Читать ««Образ двадцатого... В прошлом и настоящем»» онлайн - страница 19

Валерий Стефанович Турчин

Об этом и речь.

* * *

Было время, недавнее, когда все проблемы XX столетия сводились к становлению и развитию идеи авангарда, более того, вся история рассматривалась преимущественно как «его» история, а уж насколько она могла быть полной и длинной, зависело отличных пристрастий того или иного интерпретатора, благо позволено тут было многое и все зависело от того, в какой перспективе наблюдать: di soto in su, лягушачьей, обычного зрителя, с позиции всадника или с высоты полета птиц... И тогда, вне зависимости от ракурса, обычно говорили об экстравагантных экспериментах начала века, где особо подчеркивалось то, что тогда «расширялись границы искусства», чему примером стали «объекты — реди-мейды» Дюшана, его велосипедное колесо на табуретке, сушилка для бутылок и знаменитый писсуар «Фонтан», показанный на выставке в 1917 году. То были сигнальные работы, эпатажные по характеру своему, но призванные, как то ни парадоксально, вернуть искусство искусству, вырвать его из рамок губящего станковизма, ибо получалось так, что все, что «обрамлено», — уже искусство. Как тут не вспомнить Теофиля Готье, великого волшебника XIX века, писавшего о том, что ему не хватает только рамы, гвоздя и подписи «Коро», чтобы реальный пейзаж превратить в картину.
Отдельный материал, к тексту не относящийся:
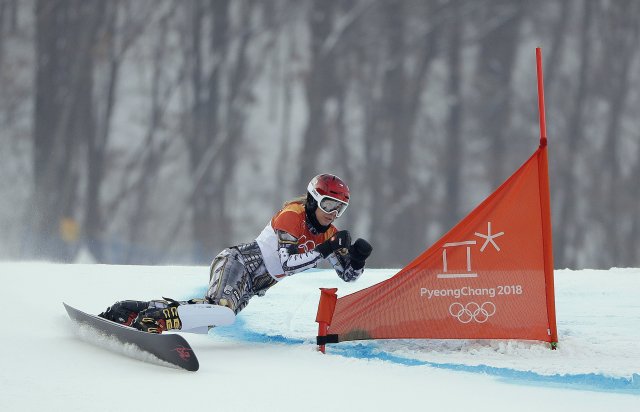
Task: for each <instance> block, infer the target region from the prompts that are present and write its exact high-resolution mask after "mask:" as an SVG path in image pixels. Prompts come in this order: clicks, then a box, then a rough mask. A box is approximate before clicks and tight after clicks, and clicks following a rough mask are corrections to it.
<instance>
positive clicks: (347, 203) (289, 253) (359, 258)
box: [98, 174, 372, 333]
mask: <svg viewBox="0 0 640 412" xmlns="http://www.w3.org/2000/svg"><path fill="white" fill-rule="evenodd" d="M348 205H349V187H348V186H347V185H346V183H344V182H343V181H342V179H340V178H339V177H337V176H334V175H332V174H320V175H318V176H316V177H314V178H313V179H311V181H310V182H309V185H308V186H307V194H306V195H305V196H301V197H299V198H296V199H293V200H291V201H288V202H286V203H285V204H284V206H283V208H282V209H281V210H280V211H278V213H276V214H275V216H273V218H272V219H271V221H270V222H269V223H268V224H267V226H266V227H265V228H264V229H263V230H262V232H261V233H260V235H259V236H258V237H257V238H256V240H254V241H253V242H251V243H245V244H240V245H237V246H232V247H229V248H226V249H224V250H223V251H222V252H220V253H219V254H218V255H217V256H216V257H215V258H214V259H213V262H212V263H211V266H210V271H209V287H208V289H207V292H206V295H205V296H204V299H190V300H188V301H180V302H178V301H175V300H172V299H167V298H164V300H153V301H150V302H144V301H135V300H125V301H120V302H116V303H115V304H114V305H112V306H110V307H109V308H107V310H106V311H105V312H103V313H101V314H99V315H98V316H100V317H103V318H105V319H108V320H111V321H114V322H118V323H121V324H125V325H127V326H132V327H134V328H137V329H139V330H142V331H145V332H151V333H162V332H163V331H166V330H170V329H181V328H182V325H183V322H184V321H185V320H186V319H180V316H179V313H178V312H179V311H178V307H179V306H180V305H187V304H197V303H208V304H214V305H221V306H227V307H229V308H230V309H231V310H233V311H234V312H235V313H236V314H237V313H238V312H240V311H241V310H242V309H243V308H244V307H246V306H247V304H248V303H249V300H250V299H251V298H252V297H253V296H256V295H257V296H263V295H264V294H265V293H266V292H267V290H268V289H269V288H270V287H272V286H273V285H275V284H276V283H278V282H279V281H281V280H282V279H284V278H285V277H287V276H290V275H293V274H295V273H299V272H302V271H305V270H307V269H311V268H314V267H316V265H317V264H318V263H319V262H320V261H321V260H323V259H328V260H329V262H331V264H332V266H333V268H334V269H335V271H336V273H337V274H338V276H339V277H340V278H341V279H342V280H344V281H345V282H353V281H355V280H356V279H358V277H360V275H361V274H362V272H363V271H364V264H365V260H366V259H367V258H368V257H369V255H370V254H371V251H372V247H371V245H370V244H369V242H367V241H366V240H364V239H357V240H356V241H355V242H353V244H352V243H351V237H350V234H349V232H348V231H346V230H341V231H338V230H337V229H336V227H335V226H334V225H333V222H334V221H335V219H337V218H338V217H340V216H342V214H343V213H344V212H345V210H346V209H347V206H348ZM205 331H206V328H205Z"/></svg>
Станковизм, триумфирующий в XIX веке, рождался в муках начиная с Ренессанса и породил такую массу условностей, которые стали называть искусством, да так, что уже было непонятно, можно ли им «объяснять» все, что «не картина», или же принцип «картинности» стал главенствующим. А он и был все-таки главенствующим. Сцена обрамлена, и на ней меняются «картины», а «картинный» принцип описания распространился в литературе: сюжет строился как ряд экспозиций. Г. Земпер, известный теоретик того времени, писал: «Рама — важнейшая и основная форма искусства», Эдуар Мане постулировал, что «без рамы живопись теряет цену», наконец, великолепный Г.К. Честертон замечал, что «функция искусства — обрамлять». В эпоху символизма художник Альфонс Алэ выставил в 1883 году работу «Девушки под снегом», представляющую чистый лист в паспарту. Это первая абстрактная картина, но, более того, это и концепция: даже обрамленная пустота уже имеет значение художественности. Стоит помнить, что в новелле «Неведомый шедевр» де Бальзака герой-неудачник написал картину — полотно, на котором ничего нельзя было разглядеть. Собственно, это и есть триумф станковизма, и симптоматично, что новелла была написана в середине XIX века.
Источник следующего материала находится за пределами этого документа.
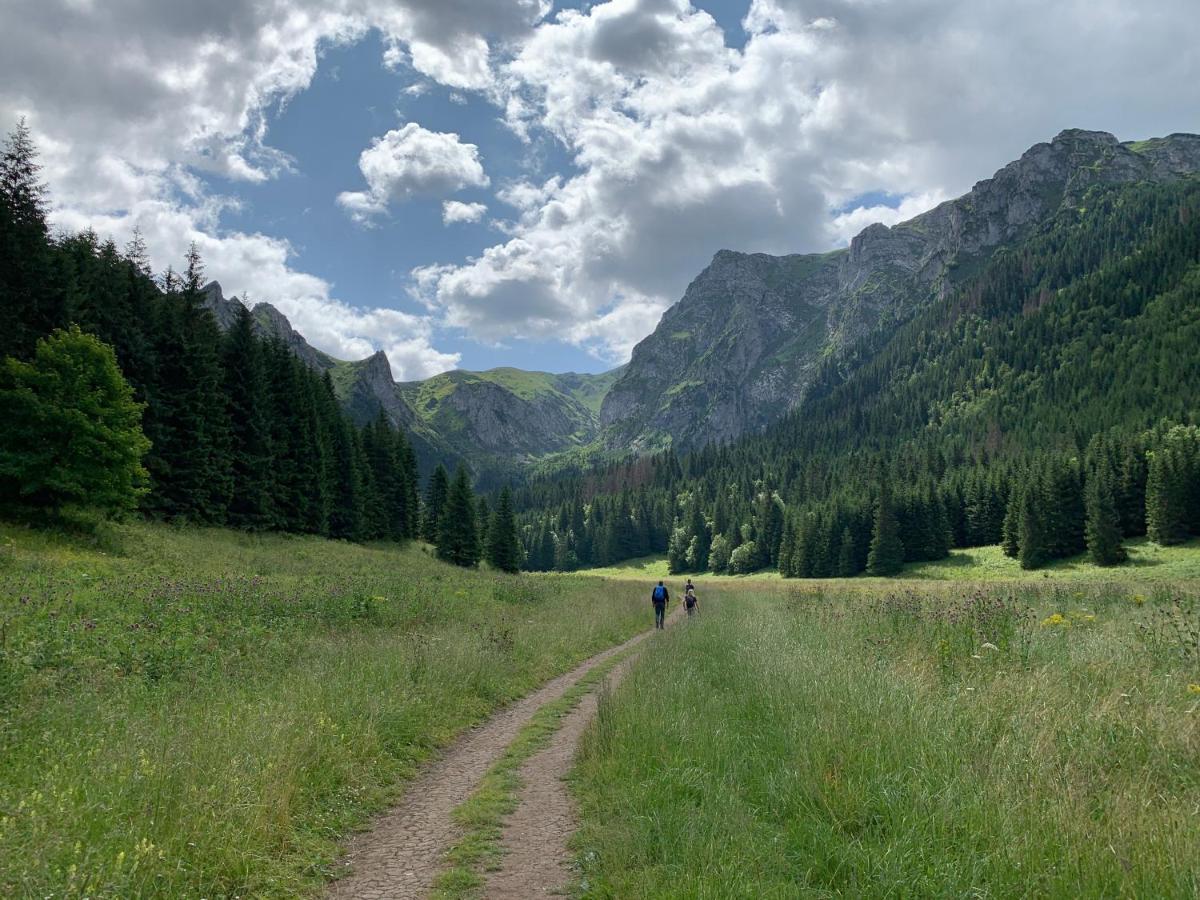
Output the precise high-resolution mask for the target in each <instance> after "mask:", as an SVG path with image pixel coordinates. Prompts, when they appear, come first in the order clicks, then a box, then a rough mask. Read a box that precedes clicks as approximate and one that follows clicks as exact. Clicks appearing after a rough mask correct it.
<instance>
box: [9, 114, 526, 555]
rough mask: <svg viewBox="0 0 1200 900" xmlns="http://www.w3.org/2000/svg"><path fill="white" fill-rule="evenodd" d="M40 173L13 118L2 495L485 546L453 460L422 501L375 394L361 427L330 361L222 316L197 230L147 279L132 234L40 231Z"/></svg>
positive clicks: (24, 499)
mask: <svg viewBox="0 0 1200 900" xmlns="http://www.w3.org/2000/svg"><path fill="white" fill-rule="evenodd" d="M38 173H40V167H38V163H37V160H36V148H35V146H34V143H32V140H31V138H30V133H29V130H28V127H26V126H25V125H24V122H20V124H19V125H18V126H17V128H16V130H14V131H13V132H12V134H10V136H8V139H7V142H6V144H5V148H4V154H2V156H0V294H2V296H4V302H2V305H0V359H2V360H4V364H2V367H0V414H4V416H5V420H6V424H7V425H6V431H5V438H4V439H2V442H0V504H2V506H4V509H5V510H7V511H8V512H10V514H18V515H25V516H29V515H30V514H34V515H36V514H41V512H46V511H58V510H60V509H62V508H64V506H68V505H86V506H91V508H98V509H102V510H104V511H108V512H118V511H127V510H132V509H138V510H140V511H142V512H144V514H145V515H149V516H152V517H156V518H163V520H172V521H187V522H196V523H204V524H220V526H230V527H234V528H242V529H248V530H283V532H294V533H306V534H319V535H324V536H328V538H341V539H348V540H359V541H367V540H392V541H407V540H412V539H415V538H418V536H420V535H424V536H426V538H427V539H428V540H431V541H432V542H434V544H436V545H437V546H438V553H439V554H440V556H443V557H444V558H446V559H449V560H450V562H455V563H458V564H463V565H474V564H475V563H478V562H479V558H480V554H479V552H478V550H476V544H474V542H473V540H478V535H476V539H470V538H468V536H467V532H468V530H469V529H470V528H474V520H473V518H472V515H473V514H474V509H475V508H474V503H475V502H474V498H473V496H472V493H470V485H469V481H468V479H467V474H466V473H464V472H460V473H458V476H457V478H456V479H455V482H454V485H452V490H450V491H449V496H448V499H446V506H445V511H444V514H443V511H442V510H440V509H434V510H431V509H430V508H427V505H422V503H421V498H420V493H419V473H418V463H416V457H415V454H414V451H413V446H412V444H410V442H409V439H408V436H406V434H404V432H403V431H402V430H400V428H396V427H392V425H391V424H390V422H389V421H388V419H386V418H385V416H384V414H383V412H382V410H380V413H379V415H378V418H376V419H374V420H373V421H371V422H368V424H367V425H366V426H365V427H361V428H359V427H355V425H354V424H353V422H352V421H350V420H349V418H348V416H347V415H346V414H344V412H343V410H342V408H341V406H340V403H338V401H337V397H336V395H335V391H334V385H332V382H331V379H330V376H329V373H328V372H324V373H317V372H314V371H313V370H311V368H308V367H307V366H306V365H305V364H304V362H301V361H300V360H299V359H298V358H296V356H295V355H294V354H293V353H292V352H290V350H289V349H288V347H287V346H286V344H284V343H283V342H282V341H281V340H278V338H276V337H264V336H263V335H262V334H260V332H259V329H258V328H257V326H256V323H254V319H253V316H252V313H251V312H250V310H248V308H247V307H246V306H245V305H242V306H241V307H240V308H239V310H238V312H236V316H235V318H234V320H233V323H232V324H230V326H229V328H228V330H227V331H224V332H222V331H221V329H220V328H218V326H217V322H216V319H215V318H214V314H212V312H211V310H210V308H208V306H206V304H205V293H204V268H203V263H202V260H200V257H199V253H198V252H197V250H196V247H194V246H193V247H192V248H191V250H190V252H188V254H187V258H186V259H185V260H184V266H182V270H181V271H178V272H176V271H175V270H174V269H172V268H168V269H167V271H166V272H163V274H162V275H161V276H158V277H155V276H154V275H152V274H151V270H150V264H149V260H148V256H146V248H145V245H144V242H143V241H142V239H140V236H139V235H137V234H136V235H134V238H133V240H132V241H131V242H130V244H128V245H127V246H126V247H125V248H124V250H119V248H118V247H116V246H115V244H114V242H113V241H112V240H106V241H101V240H100V239H98V238H97V236H96V235H95V233H92V232H85V233H82V234H74V235H64V236H58V238H55V236H52V235H50V233H49V228H48V226H47V188H46V186H44V185H43V184H42V182H41V180H40V175H38ZM439 478H440V479H442V481H443V482H444V481H445V470H444V469H439V472H438V473H434V482H437V481H438V479H439ZM431 490H432V488H431ZM505 498H506V496H505V497H502V503H500V508H499V509H498V510H497V516H494V517H493V518H496V520H497V523H496V524H494V529H493V530H494V532H496V535H497V536H496V540H494V541H493V542H492V544H494V545H496V550H494V553H493V552H492V544H490V542H487V541H485V542H484V544H481V545H478V546H481V547H482V550H485V551H487V552H488V554H490V556H492V557H494V562H496V564H498V565H499V568H505V569H509V570H515V569H517V568H520V564H521V560H518V559H516V558H515V553H514V545H515V544H516V526H515V522H511V521H510V520H511V498H508V499H505ZM505 503H508V504H509V506H505V505H504V504H505ZM464 504H466V505H464ZM463 509H467V511H466V512H464V511H463ZM505 510H506V511H505ZM442 520H444V521H445V523H446V528H440V527H439V524H438V523H439V521H442ZM490 524H492V523H490ZM451 526H452V527H451ZM468 526H469V528H468ZM505 530H506V532H508V533H509V540H508V541H505V539H504V534H505Z"/></svg>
В противоположность этому авангард решил раскрепостить художественный элемент, загнанный в гетто условностей. Уже импрессионисты почувствовали, что пора красить рамы под цвет живописи, а Жорж Сёра, неугомонный в поисках нового, стал рисовать пуантилью цветные бордюры на холстах. Стиль модерн, в преддверии которого творил Джеймс Уистлер, решил не только красить рамы, но распространить их цвет на всю среду, их окружающую. Так Люсьен Писсарро писал своему отцу Камилю Писсарро: «В субботу я был на выставке Уистлера. Его зал — белый с лимонно-желтым бордюром, занавеси из желтого бархата, стулья желтые с сиденьями из белой соломы. На полу лежит индейская желтая плетеная циновка и стоят желтые глиняные вазы с желтыми одуванчиками. Обслуживающий персонал одет в белое с желтым». Мысль о том, что пора выставлять картины без рам, высказал венский зодчий Фредерик Кизлер в 1920-е годы, предположив, что весь музей, желательно суперсовременной архитектуры, можно рассматривать как «новую раму». Характерно, что модерн явился последним стилем, позаботившимся о красоте рам, обновляя их формы и материалы. XX век к этой области работы был подчеркнуто безразличен, ибо красота рам — внешняя красота.